Contacté à la fin de l’année dernière par l’AP, un service a affirmé par courrier électronique que son «directeur général est basé et se déplace dans tous les États-Unis», mais a refusé de fournir des preuves ou de répondre à d’autres questions. L’AP ne nomme pas les applications spécifiques poursuivies afin de ne pas les promouvoir.
«Il existe un certain nombre de sites pour lesquels nous ne savons pas exactement qui sont ces opérateurs et d’où ils opèrent, mais nous disposons d’outils d’enquête et d’un pouvoir d’assignation à comparaître pour enquêter sur cela», a soutenu David Chiu. «Et nous utiliserons certainement nos pouvoirs dans le cadre de ce litige.»
De nombreux outils sont utilisés pour créer des résultats réalistes qui «dénudent» des photos de femmes adultes habillées, y compris des célébrités, sans leur consentement.
Mais ils ont également fait leur apparition dans des écoles du monde entier, de l’Australie à Beverly Hills en Californie, généralement avec des garçons créant des images de camarades de classe féminines qui circulent ensuite largement sur les réseaux sociaux.

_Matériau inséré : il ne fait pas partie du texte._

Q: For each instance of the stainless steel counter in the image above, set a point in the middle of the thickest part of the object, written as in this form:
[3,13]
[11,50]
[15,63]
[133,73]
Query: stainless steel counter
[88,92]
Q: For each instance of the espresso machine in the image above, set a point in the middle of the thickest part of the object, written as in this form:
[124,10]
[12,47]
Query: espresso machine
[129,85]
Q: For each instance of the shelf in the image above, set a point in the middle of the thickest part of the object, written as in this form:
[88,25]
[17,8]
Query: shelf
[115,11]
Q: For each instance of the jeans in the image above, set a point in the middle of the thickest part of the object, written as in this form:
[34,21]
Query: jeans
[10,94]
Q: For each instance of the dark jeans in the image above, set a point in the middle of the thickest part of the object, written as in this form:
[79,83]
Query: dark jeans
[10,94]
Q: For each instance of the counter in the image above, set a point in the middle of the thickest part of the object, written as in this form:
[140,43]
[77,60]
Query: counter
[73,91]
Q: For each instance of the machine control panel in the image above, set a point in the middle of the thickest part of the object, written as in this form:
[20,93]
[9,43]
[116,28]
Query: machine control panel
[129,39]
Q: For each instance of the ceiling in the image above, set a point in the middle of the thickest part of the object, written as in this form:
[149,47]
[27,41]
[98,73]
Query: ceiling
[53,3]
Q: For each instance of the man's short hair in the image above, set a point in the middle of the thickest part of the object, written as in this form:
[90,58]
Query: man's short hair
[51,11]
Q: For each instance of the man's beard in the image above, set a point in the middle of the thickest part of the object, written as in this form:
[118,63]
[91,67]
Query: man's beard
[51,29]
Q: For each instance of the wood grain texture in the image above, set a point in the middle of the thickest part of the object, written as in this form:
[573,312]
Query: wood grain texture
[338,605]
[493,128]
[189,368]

Dans l’un des premiers cas largement médiatisés en septembre dernier à Almendralejo, en Espagne, une médecin dont la fille faisait partie d’un groupe de filles victimes l’année dernière et a contribué à attirer l’attention du public sur l’affaire a déclaré qu’elle était satisfaite de la sévérité de la peine à laquelle leurs camarades de classe sont confrontées après une décision de justice rendue plus tôt cet été.
Mais ce n’est «pas seulement la responsabilité de la société, de l’éducation, des parents et des écoles, mais aussi la responsabilité des géants du numérique qui profitent de toutes ces ordures», a déclaré Miriam al Adib Mendiri dans une entrevue vendredi.

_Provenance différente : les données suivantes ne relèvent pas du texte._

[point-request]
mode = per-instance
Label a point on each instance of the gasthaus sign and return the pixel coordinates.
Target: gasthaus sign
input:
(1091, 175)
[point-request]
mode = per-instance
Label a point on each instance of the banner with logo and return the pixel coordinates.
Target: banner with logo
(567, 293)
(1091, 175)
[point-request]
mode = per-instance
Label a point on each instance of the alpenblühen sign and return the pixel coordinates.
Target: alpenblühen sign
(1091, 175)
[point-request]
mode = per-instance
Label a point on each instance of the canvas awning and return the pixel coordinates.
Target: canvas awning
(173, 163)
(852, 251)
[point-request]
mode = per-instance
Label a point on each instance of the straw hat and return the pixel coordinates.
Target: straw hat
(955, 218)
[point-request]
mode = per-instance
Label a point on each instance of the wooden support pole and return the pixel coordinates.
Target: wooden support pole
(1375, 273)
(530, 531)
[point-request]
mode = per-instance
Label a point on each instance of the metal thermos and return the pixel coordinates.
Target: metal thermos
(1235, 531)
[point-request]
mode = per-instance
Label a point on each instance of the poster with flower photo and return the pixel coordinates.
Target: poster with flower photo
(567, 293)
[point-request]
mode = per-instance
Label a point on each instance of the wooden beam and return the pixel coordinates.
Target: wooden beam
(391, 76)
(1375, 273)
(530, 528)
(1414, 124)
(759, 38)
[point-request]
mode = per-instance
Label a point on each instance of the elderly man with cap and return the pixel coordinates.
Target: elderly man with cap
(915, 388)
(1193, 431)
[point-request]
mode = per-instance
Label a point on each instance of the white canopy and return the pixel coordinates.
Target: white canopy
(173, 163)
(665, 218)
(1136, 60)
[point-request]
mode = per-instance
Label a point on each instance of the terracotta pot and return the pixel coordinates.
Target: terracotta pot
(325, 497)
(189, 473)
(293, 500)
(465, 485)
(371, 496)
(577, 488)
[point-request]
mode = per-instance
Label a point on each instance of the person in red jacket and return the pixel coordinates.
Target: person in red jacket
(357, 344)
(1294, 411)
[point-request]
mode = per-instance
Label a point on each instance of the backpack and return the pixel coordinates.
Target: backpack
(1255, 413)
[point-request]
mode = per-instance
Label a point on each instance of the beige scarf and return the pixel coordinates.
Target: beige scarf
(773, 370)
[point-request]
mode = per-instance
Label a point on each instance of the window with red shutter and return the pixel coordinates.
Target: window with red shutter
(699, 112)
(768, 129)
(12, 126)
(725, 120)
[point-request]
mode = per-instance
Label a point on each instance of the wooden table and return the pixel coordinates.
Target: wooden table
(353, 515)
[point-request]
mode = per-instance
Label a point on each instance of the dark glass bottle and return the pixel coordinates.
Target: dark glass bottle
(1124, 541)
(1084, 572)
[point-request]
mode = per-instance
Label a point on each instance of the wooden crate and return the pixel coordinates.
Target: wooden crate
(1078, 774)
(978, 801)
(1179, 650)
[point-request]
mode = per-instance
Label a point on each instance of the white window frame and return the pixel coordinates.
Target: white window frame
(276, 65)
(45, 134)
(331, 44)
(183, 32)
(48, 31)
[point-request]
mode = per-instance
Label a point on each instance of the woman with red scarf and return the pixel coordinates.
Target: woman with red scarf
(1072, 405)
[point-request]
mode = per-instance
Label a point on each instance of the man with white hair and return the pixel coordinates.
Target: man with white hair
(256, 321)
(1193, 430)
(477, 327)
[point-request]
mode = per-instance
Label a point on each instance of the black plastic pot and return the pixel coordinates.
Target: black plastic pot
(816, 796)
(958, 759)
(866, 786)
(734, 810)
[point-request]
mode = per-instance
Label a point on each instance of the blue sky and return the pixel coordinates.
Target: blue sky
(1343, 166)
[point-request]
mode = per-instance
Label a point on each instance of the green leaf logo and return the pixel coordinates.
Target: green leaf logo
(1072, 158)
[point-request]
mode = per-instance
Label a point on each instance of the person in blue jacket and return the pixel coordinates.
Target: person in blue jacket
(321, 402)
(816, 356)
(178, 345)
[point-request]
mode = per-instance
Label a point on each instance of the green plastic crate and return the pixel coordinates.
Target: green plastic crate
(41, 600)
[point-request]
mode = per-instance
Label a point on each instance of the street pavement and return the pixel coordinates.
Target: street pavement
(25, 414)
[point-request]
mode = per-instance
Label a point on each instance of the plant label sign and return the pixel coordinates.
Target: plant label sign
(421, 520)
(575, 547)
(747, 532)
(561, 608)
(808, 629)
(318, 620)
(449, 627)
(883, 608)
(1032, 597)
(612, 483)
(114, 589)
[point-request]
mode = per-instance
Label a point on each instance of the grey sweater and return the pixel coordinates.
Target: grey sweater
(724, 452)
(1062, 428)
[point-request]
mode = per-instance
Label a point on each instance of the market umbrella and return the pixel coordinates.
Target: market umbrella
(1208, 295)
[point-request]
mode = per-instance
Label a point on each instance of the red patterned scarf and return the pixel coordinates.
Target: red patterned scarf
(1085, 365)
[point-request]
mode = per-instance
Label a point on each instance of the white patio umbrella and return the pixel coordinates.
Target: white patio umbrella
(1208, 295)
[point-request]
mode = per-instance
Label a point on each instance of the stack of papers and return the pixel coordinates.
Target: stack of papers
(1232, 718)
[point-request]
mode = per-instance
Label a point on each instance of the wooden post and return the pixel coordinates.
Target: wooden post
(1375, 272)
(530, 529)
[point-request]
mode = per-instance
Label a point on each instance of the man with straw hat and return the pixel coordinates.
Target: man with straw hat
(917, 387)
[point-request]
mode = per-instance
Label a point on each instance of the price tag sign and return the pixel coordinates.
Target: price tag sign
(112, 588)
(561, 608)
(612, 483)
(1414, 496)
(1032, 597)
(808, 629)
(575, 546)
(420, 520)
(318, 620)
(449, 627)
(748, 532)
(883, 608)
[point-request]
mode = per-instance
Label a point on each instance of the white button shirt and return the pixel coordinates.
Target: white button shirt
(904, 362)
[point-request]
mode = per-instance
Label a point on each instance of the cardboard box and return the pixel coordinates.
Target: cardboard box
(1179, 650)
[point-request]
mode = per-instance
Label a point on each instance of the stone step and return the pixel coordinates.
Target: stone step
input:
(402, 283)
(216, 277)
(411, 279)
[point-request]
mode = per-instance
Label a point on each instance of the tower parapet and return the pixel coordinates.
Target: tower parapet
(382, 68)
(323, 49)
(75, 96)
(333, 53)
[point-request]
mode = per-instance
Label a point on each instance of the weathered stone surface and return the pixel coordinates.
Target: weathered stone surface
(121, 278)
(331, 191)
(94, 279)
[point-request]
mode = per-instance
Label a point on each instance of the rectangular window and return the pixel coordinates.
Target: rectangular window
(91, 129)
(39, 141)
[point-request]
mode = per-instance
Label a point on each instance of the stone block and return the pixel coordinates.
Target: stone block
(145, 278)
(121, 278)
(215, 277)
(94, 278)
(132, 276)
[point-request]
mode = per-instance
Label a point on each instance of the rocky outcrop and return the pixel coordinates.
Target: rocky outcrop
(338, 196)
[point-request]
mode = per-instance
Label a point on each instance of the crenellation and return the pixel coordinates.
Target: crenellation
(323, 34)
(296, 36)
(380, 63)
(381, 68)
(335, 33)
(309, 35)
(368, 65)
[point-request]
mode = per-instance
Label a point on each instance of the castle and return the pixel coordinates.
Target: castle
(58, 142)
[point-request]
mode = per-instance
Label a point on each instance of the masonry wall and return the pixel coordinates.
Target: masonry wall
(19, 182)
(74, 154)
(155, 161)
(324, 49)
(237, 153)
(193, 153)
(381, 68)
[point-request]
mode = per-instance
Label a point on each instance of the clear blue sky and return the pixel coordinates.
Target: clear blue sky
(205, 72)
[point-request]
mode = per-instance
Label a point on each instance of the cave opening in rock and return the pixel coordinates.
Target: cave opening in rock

Elle a salué l’action de San Francisco mais a ajouté que davantage d’efforts étaient nécessaires, y compris de la part de plus grandes entreprises comme Meta, basée en Californie, et de sa filiale WhatsApp, qui a été utilisée pour diffuser les images en Espagne.
Difficile de sévir contre les outils
Alors que les écoles et les forces de l’ordre ont cherché à punir ceux qui créent et partagent les vidéos hypertruquées, les autorités ont du mal à savoir quoi faire à propos des outils eux-mêmes.
En janvier, l’exécutif de l’Union européenne a expliqué dans une lettre adressée à un membre espagnol du Parlement européen que l’application utilisée à Almendralejo ne semblait pas relever des nouvelles règles mises en place par l’organisation visant à renforcer la sécurité en ligne, car il ne s’agit pas d’une plateforme suffisamment importante.
Les organisations qui ont porté attention à la croissance du matériel pédopornographique généré par l’IA suivront de près l’affaire de San Francisco.
Le procès «a le potentiel de créer un précédent juridique dans ce domaine», a soutenu Emily Slifer, directrice de la politique chez Thorn, une organisation qui lutte contre l’exploitation sexuelle des enfants.
Riana Pfefferkorn, une chercheuse de l’Université de Stanford, a mentionné qu’étant donné que de nombreux accusés sont basés hors des États-Unis, il sera plus difficile de les traduire en justice.
Elle a affirmé que M. Chiu «a une bataille difficile avec cette affaire, mais pourrait être en mesure de faire retirer certains des sites si les accusés qui les gèrent ignorent le procès».
Elle a ajouté que cela pourrait se produire si la ville gagne par défaut en leur absence et obtient des ordonnances concernant les bureaux d’enregistrement de noms de domaine, les hébergeurs Web et les processeurs de paiement «qui fermeraient effectivement ces sites même si leurs propriétaires n’apparaissent jamais dans le litige».